The main advantages include:

  • Raising longer term funds and resources tailored to each client’s cash flow needs and the maturity/payback of specific projects;
  • Lower cost as compared to traditional bank funding instruments and a better risk-reward ratio for both issuer and note holder;
  • Less impact on debt and equity, liquidity, and leverage ratios;
  • More leverage capacity as compared to ordinary bank loans, such as working capital loans, discount and overdraft accounts;
  • Higher visibility to the financial and investment communities by being a player in the capital markets, and taking the first steps towards an IPO.

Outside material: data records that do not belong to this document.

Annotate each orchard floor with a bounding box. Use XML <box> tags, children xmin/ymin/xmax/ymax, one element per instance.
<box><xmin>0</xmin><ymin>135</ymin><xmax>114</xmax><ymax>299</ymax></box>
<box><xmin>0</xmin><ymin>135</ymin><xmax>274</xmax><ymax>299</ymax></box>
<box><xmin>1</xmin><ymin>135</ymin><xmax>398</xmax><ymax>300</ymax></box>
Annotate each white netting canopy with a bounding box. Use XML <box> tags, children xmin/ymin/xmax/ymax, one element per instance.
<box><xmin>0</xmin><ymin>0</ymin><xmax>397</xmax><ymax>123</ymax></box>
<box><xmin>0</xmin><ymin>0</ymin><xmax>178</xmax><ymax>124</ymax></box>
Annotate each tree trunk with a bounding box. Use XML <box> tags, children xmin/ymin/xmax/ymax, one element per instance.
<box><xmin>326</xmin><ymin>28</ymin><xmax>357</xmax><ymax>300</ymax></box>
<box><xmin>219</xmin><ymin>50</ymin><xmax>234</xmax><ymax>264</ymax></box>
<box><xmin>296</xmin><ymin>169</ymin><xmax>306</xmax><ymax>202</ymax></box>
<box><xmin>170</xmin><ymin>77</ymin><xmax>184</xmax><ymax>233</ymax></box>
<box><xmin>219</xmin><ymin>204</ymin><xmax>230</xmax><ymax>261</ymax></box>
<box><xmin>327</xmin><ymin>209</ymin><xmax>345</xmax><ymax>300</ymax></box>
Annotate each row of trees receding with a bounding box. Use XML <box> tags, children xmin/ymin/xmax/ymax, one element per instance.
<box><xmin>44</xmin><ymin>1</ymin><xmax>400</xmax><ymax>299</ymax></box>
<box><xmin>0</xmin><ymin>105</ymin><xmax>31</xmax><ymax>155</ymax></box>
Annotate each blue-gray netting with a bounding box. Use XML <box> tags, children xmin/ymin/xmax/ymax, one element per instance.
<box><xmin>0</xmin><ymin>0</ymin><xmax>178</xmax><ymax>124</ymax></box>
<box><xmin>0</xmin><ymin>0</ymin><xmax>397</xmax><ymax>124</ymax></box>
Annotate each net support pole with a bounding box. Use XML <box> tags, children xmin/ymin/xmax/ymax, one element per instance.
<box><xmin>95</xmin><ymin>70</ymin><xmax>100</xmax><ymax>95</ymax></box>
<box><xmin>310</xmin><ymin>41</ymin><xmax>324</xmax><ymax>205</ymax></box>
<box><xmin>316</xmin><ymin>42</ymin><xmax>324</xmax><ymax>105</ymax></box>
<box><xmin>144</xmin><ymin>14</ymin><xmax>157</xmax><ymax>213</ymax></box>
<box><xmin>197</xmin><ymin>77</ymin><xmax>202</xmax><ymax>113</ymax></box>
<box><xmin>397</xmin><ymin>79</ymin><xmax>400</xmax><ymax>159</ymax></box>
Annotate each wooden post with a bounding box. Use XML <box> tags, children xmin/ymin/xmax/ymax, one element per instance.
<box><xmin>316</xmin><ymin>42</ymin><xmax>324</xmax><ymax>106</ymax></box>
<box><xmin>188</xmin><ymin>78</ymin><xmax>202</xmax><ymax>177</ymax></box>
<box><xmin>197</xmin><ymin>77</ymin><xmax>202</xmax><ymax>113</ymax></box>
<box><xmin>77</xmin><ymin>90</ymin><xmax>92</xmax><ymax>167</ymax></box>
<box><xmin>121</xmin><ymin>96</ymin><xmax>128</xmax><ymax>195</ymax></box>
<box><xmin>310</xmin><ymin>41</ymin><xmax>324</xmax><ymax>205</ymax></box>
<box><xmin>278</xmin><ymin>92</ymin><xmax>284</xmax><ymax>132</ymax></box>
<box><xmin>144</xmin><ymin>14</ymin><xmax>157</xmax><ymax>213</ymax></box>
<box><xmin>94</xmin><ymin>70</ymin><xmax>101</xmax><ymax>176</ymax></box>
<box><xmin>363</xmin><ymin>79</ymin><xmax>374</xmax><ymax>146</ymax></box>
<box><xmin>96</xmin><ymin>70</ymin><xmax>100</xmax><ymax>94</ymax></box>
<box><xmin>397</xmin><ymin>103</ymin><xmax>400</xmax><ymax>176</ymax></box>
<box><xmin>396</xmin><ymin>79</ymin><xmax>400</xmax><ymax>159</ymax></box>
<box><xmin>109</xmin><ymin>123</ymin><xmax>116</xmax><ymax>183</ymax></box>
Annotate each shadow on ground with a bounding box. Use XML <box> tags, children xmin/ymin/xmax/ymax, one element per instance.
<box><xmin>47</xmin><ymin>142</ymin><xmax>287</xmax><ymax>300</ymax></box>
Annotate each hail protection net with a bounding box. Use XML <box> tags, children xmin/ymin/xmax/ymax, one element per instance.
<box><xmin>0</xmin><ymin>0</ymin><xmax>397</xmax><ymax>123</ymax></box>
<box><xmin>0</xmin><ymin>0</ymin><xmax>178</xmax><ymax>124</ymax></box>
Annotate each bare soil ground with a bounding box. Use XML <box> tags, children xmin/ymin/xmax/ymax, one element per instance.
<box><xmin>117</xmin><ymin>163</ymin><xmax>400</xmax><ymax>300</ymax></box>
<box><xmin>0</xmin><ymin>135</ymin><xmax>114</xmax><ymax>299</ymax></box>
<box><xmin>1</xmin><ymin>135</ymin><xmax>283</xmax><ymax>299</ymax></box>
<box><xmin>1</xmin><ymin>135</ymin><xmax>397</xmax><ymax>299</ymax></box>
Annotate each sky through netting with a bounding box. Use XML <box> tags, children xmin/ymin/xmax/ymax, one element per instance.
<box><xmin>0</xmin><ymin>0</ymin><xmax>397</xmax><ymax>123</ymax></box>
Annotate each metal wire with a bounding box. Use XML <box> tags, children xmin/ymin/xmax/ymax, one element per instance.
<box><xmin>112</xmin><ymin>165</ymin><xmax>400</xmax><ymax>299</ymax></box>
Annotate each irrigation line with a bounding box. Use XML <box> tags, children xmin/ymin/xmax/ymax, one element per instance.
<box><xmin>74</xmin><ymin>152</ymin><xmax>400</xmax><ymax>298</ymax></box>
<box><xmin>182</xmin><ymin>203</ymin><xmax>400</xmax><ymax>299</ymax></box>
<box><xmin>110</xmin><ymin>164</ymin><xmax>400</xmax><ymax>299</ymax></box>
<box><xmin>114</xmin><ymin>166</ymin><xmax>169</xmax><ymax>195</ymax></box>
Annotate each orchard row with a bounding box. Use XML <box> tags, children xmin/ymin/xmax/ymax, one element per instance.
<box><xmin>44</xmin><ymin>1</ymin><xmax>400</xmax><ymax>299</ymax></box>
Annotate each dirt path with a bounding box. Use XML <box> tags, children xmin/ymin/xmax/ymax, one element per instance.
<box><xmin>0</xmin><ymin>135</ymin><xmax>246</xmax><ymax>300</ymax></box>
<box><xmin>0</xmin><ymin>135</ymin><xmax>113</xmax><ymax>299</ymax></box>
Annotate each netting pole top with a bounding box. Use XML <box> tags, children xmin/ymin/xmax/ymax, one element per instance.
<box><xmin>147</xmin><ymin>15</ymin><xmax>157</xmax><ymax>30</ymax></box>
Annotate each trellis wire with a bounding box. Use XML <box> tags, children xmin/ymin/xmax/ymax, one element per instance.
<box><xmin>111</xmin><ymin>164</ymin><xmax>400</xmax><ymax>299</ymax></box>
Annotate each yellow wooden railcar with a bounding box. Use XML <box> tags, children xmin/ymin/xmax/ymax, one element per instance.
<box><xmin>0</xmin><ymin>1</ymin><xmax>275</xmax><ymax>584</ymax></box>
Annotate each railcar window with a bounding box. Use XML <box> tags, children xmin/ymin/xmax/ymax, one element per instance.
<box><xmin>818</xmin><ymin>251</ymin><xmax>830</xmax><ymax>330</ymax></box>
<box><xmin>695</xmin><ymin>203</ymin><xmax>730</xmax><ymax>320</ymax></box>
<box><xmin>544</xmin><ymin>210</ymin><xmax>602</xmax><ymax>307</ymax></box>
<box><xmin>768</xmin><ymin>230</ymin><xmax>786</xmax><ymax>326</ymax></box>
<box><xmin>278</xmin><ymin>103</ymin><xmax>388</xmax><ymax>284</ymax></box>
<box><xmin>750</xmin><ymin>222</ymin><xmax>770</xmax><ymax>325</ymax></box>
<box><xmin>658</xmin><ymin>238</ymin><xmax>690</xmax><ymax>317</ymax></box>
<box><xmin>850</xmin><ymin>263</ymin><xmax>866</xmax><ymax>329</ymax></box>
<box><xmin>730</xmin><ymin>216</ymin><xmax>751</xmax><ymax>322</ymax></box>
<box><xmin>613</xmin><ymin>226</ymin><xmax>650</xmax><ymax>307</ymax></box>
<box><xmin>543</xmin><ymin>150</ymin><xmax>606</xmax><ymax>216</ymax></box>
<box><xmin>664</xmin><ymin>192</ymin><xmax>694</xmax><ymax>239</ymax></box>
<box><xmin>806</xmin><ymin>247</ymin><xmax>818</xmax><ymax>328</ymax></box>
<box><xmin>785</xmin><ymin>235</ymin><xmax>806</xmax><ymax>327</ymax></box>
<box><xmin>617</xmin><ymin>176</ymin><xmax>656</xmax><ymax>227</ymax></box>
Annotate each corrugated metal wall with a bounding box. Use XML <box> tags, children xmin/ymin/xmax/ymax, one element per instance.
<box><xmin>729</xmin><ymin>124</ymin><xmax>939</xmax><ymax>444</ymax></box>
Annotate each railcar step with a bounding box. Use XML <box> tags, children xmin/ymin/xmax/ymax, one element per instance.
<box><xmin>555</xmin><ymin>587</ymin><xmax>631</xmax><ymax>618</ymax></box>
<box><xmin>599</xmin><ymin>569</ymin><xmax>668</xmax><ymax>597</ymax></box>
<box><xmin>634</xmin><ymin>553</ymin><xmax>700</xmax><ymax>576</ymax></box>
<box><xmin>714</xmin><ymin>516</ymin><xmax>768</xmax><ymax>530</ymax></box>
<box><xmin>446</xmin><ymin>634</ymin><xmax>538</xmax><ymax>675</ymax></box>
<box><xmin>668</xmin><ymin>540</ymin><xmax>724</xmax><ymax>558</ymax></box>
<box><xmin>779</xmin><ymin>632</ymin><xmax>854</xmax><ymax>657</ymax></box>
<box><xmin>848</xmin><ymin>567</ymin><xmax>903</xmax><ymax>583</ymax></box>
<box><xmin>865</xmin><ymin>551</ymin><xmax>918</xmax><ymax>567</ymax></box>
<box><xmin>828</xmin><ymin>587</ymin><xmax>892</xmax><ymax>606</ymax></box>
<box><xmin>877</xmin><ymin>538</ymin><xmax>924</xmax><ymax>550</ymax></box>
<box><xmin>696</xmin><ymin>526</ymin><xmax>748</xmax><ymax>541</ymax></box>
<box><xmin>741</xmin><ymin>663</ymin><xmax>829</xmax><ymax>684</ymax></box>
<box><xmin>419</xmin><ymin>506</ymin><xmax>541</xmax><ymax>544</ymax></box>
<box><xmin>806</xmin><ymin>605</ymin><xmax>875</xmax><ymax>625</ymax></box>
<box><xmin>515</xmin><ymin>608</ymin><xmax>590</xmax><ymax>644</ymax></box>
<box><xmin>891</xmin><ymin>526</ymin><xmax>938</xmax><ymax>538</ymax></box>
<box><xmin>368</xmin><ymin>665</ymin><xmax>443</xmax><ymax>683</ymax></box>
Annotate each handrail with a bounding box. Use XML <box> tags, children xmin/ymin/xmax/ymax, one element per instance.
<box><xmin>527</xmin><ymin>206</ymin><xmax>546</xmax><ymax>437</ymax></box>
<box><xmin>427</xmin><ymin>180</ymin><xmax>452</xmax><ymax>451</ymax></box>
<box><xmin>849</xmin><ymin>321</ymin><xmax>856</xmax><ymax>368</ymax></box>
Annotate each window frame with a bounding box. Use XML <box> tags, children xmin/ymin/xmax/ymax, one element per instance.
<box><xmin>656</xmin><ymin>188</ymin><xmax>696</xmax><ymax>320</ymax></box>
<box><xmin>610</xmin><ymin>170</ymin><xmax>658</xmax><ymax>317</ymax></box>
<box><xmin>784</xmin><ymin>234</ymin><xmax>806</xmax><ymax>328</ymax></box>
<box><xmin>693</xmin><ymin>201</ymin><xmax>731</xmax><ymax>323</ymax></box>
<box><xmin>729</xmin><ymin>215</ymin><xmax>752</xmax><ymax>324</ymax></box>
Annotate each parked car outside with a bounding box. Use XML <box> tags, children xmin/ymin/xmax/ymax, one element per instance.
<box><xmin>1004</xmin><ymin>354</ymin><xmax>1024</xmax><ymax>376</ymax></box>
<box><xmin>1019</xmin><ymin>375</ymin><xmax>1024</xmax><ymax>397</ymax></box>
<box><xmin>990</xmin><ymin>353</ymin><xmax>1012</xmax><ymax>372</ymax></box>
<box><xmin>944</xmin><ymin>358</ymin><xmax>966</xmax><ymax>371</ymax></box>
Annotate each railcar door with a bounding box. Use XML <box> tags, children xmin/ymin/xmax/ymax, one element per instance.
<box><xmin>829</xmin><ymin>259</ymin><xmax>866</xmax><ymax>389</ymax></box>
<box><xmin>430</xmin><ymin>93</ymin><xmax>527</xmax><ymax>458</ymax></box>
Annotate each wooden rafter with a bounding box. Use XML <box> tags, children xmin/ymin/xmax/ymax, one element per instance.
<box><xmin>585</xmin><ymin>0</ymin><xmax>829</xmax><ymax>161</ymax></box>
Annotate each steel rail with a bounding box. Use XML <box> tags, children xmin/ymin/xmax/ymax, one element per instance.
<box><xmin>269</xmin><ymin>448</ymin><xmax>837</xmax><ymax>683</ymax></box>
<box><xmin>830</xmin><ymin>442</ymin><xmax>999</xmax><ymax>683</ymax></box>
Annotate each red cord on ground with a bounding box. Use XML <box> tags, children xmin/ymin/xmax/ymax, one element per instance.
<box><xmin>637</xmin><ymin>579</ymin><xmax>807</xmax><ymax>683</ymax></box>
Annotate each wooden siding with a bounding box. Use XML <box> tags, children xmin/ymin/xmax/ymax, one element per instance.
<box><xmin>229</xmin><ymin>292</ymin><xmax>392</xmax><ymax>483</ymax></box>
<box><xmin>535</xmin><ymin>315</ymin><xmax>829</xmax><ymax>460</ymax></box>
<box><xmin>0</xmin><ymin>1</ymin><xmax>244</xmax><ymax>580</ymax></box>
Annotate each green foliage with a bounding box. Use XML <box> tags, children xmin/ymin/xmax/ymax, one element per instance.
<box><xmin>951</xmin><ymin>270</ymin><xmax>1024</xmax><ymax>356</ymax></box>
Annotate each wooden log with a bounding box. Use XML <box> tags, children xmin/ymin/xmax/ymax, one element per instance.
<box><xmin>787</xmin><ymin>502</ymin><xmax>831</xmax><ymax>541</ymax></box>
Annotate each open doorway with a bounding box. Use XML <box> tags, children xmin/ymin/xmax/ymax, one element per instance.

Some of the main fixed income operations structured by Phoenix include:

  • CBN – Credit Banking Notes or Credit Linked Notes: Credit Banking Notes are corporate bonds that allow companies to raise funds in the capital markets using part of their receivable portfolio and other assets eligible to be pledged in guarantee.
  • FIDC – Closed and End Funds Backed by Certain Receivables Portfolio: In this modality, a fund is created for a determined tenure and amount with a specific purpose to buy rights of credit (receivables) originated by an operational activity of a company or a group of companies. Ideal for companies that intend to “securitize” part of their receivable portfolios and provide a stable inflow of funds to their cash flow.
  • Debentures: Most traditional underlying financing instrument that allows companies to raise funds in the capital market, applied mostly to public companies.
  • Notes Backed by a Rent Agreement and Granted by Fixed Assets – Real Estate: Note repayment is backed up by a real estate lease/rent agreement and the real estate property. Ideal for companies that want to raise funds using its real estate or for “de-immobilization” purposes (built-to-suit).
  • ECN – Export Credit Note: Notes created to fund exports as an alternatively to trade finance operations. This type of financing carries the same benefits as trade finance lines of credit and are ideal for Brazilian exporters who want longer term pre-shipment financing.



Through its capital markets team, Phoenix works in close coordination with its clients from the origination, to the structuring/modeling and final distribution of the notes. Phoenix’s Capital Markets – Fixed Income Operations area offers yet many others financing instruments and alternatives (local and international), that can also be specially designed to match its clients’ needs and demands.